One word Matt. W-O-W !!

Reactions: Thank You! 1 | Agree 1


----------



## Sprung (Aug 30, 2015)

Karl_99 said:


> The blanks that Mark does have well hidden seams. I always place the clip along the seam. Here is a pic, of the seam side, of 3 from him...2 are Chiyugami and 1 is Italian Marbled paper.
> 
> View attachment 86885



Karl - those look great, and thanks for the word on the seams. Those look like they're done in a way that I would also be happy with.

Reactions: Thank You! 1


----------



## Bean_counter (Aug 30, 2015)

Very nice as usual Matt. I can't believe you posted a pic of a smudged up pen though

Reactions: Thank You! 1


----------



## Sprung (Aug 30, 2015)

Bean_counter said:


> I can't believe you posted a pic of a smudged up pen though



My wife took this pic. The pen is now squirreled away in her collection of pens in our home office, amidst all her craft supplies. It was easier to just use the pic she took than to try and find and and get a better pic myself, lol!

The smudge in the pic isn't the worst part, however - not 2 minutes after she took that pic the other day, she dropped the pen on the concrete!

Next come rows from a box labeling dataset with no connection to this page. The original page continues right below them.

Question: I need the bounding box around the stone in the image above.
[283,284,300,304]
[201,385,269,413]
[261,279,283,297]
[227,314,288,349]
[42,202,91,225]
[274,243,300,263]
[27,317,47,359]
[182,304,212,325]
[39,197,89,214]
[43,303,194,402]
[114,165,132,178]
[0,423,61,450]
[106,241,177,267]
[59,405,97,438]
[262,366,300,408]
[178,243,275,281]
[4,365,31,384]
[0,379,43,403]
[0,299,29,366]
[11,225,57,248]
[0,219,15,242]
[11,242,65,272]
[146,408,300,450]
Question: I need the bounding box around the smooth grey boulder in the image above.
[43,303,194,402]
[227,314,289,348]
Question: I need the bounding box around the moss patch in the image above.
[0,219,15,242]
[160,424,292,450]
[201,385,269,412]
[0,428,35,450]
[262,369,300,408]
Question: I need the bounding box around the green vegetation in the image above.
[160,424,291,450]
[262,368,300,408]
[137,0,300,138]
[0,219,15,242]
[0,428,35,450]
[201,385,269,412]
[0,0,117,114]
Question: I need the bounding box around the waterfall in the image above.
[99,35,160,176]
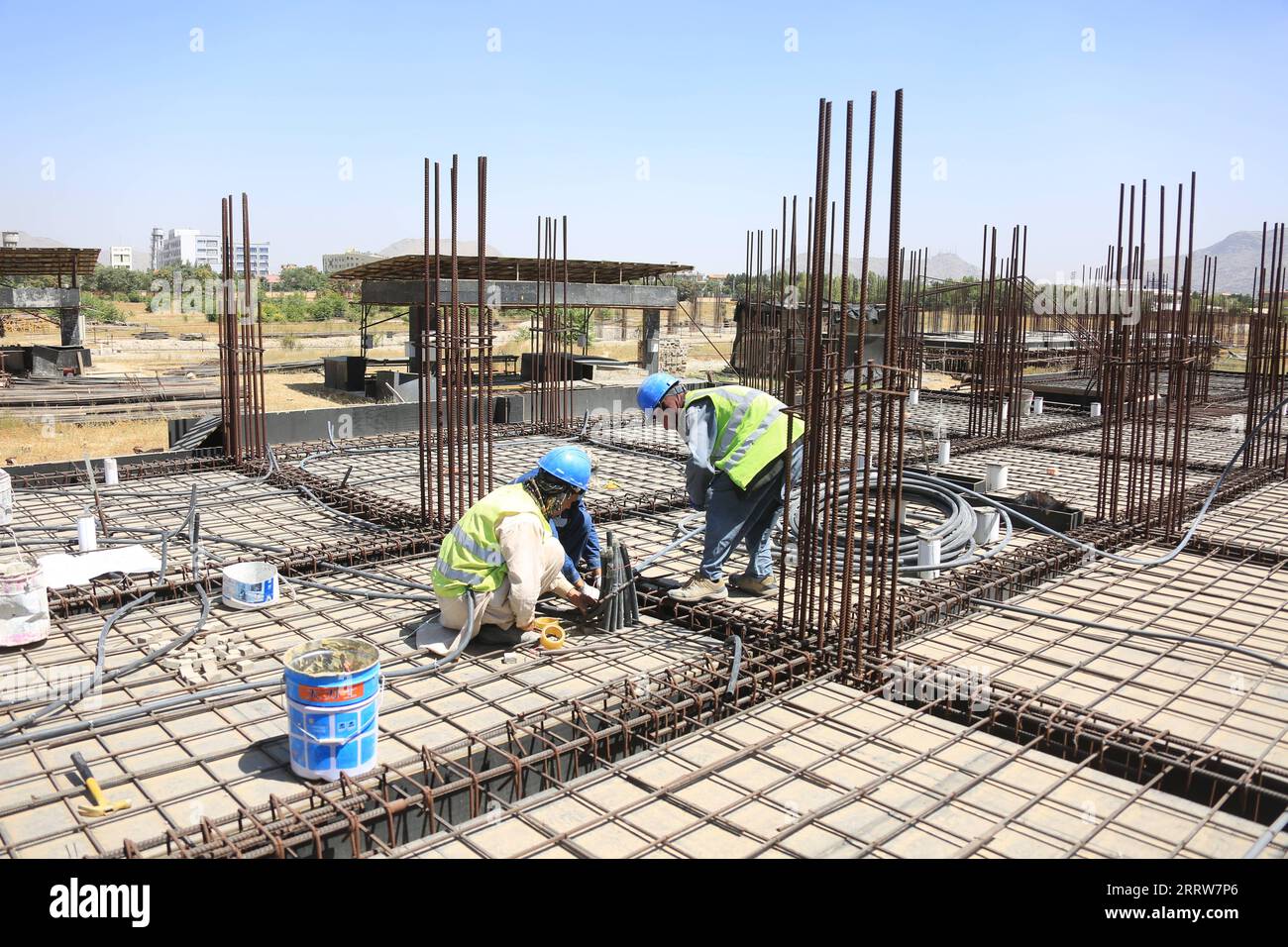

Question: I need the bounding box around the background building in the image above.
[152,230,269,275]
[322,248,383,273]
[231,237,268,275]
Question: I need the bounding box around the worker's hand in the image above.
[568,588,595,614]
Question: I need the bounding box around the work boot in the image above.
[729,573,778,596]
[471,625,541,648]
[667,574,729,603]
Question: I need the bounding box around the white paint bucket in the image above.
[0,471,13,526]
[222,562,282,608]
[0,556,49,648]
[76,510,98,553]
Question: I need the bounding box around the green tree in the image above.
[309,292,349,322]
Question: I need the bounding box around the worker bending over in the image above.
[636,371,805,601]
[433,447,593,648]
[514,447,602,591]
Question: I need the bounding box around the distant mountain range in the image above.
[1145,231,1270,294]
[796,254,979,279]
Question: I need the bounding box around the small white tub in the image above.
[222,562,282,608]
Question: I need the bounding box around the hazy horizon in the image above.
[0,3,1288,279]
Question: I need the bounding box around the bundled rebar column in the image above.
[778,90,911,673]
[417,155,493,528]
[216,193,268,467]
[1096,174,1197,539]
[528,215,576,433]
[967,226,1029,441]
[1243,223,1288,471]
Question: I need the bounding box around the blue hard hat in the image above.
[635,371,680,414]
[537,447,590,491]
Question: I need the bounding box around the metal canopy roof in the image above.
[0,246,98,275]
[331,254,693,283]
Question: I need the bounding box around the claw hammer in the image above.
[72,753,130,817]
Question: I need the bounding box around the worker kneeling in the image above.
[433,447,593,651]
[636,372,805,601]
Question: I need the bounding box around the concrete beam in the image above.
[362,279,679,309]
[0,286,80,309]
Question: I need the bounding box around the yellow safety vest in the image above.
[432,483,550,598]
[684,385,805,489]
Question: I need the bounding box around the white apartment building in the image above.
[156,230,269,275]
[322,248,383,275]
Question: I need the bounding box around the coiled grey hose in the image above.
[1243,809,1288,858]
[0,585,210,721]
[636,471,1014,573]
[921,398,1288,566]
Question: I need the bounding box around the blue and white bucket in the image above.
[282,638,381,783]
[222,562,282,608]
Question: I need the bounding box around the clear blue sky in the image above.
[0,0,1288,278]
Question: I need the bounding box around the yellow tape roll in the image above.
[533,616,566,651]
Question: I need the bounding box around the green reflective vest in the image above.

Thankfully it landed finial end down and the only damage sustained was to the finial. Easy enough to disassemble and reassemble with a new kit whenever I order one...

Reactions: Funny 1


----------



## duncsuss (Aug 30, 2015)

Sprung said:


> ... dropped the pen on the concrete!



If ever a post warranted  this is it. The fact that you're still around speaks volumes about your cardiovascular health

Reactions: Agree 2


----------



## Sprung (Aug 31, 2015)

duncsuss said:


> If ever a post warranted  this is it. The fact that you're still around speaks volumes about your cardiovascular health



I wasn't there when she dropped it - thankfully! The fact that she calmly told and showed me what happened was a good thing. If the blank had gotten damaged, she'd have been freaking out!


----------



## Jerry B (Aug 31, 2015)

Sprung said:


> The fact that she calmly told and showed me what happened


Never fails, they're unusually calm and nonchalant with their "ooops" , 
not realizing the expense of the blanks and the amount of work & time to either make, or fix.
to most it's no big deal as they consider anything an "easy fix" ...... which for a good pen turner really is, but we shouldn't let them know that

Reactions: Agree 1


----------



## rdabpenman (Aug 31, 2015)

All look well turned and finished.
Nicely done.

Les

Reactions: Thank You! 1


----------



## Kevin (Aug 31, 2015)

I'm not a fan of that type of kit (not even sure what it is called) but you did such a nice job on it, it's hard not to like it regardless of my feelings about the kit. Well done.

Reactions: Thank You! 1 | Agree 1


----------



## Sprung (Aug 31, 2015)

Kevin said:


> I'm not a fan of that type of kit (not even sure what it is called) but you did such a nice job on it, it's hard not to like it regardless of my feelings about the kit. Well done.



Thanks, Kevin. It's a Sierra kit - it's a twist pen, though they do make clicker versions of it. It's not my favorite kit either - but that's because I like fountain pens for myself. For a ballpoint kit it's one I like, but the Vertex click has become my favorite ballpoint kit since it shows off so much wood in a single barrel.

Reactions: Agree 2


----------



## Sprung (Aug 31, 2015)

@Kevin - I do have a similar set of blanks (but different pattern) that will be going on a rollerball or fountain pen get - maybe even one of the Jr. Aaron's that has both front sections so you can swap it back and forth between rollerball and fountain pen. I really like how this pen turned out - and my wife is ecstatic with is - but I think I'll like how the next one will turn out even better. I'll post pics once I've got it done.

Reactions: Like 1


----------



## Jerry B (Aug 31, 2015)

Sprung said:


> but I think I'll like how the next one will turn out even better.


Yeah, and you better be careful ...... wife just might like it as much as you and _want to_ _add that one to her personal collection to_, just to match her Sierra 
Now I see why you only sell a couple pens per month ...... just how many has the wife taken possession of ??

Reactions: Funny 1


----------



## Sprung (Aug 31, 2015)

Jerry B said:


> Yeah, and you better be careful ...... wife just might like it as much as you and _want to_ _add that one to her personal collection to_, just to match her Sierra
> Now I see why you only sell a couple pens per month ...... just how many has the wife taken possession of ??



I think she's approaching a dozen and a half or so! I've lost track, lol. For a couple months it seemed like every 2nd or 3rd pen I made, she took! She's even started watching for what blanks I get in and, when I unpack them, she's already picking some out that she wants pens of! I think I've got a list of about 6 different blanks she wants made into pens right now... I've got a few pens that I've made that I'd like to try and sell, but I keep hidden from her, because she's seen them and wants them! (At least this means she likes and supports my hobby!)

Reactions: Funny 1


----------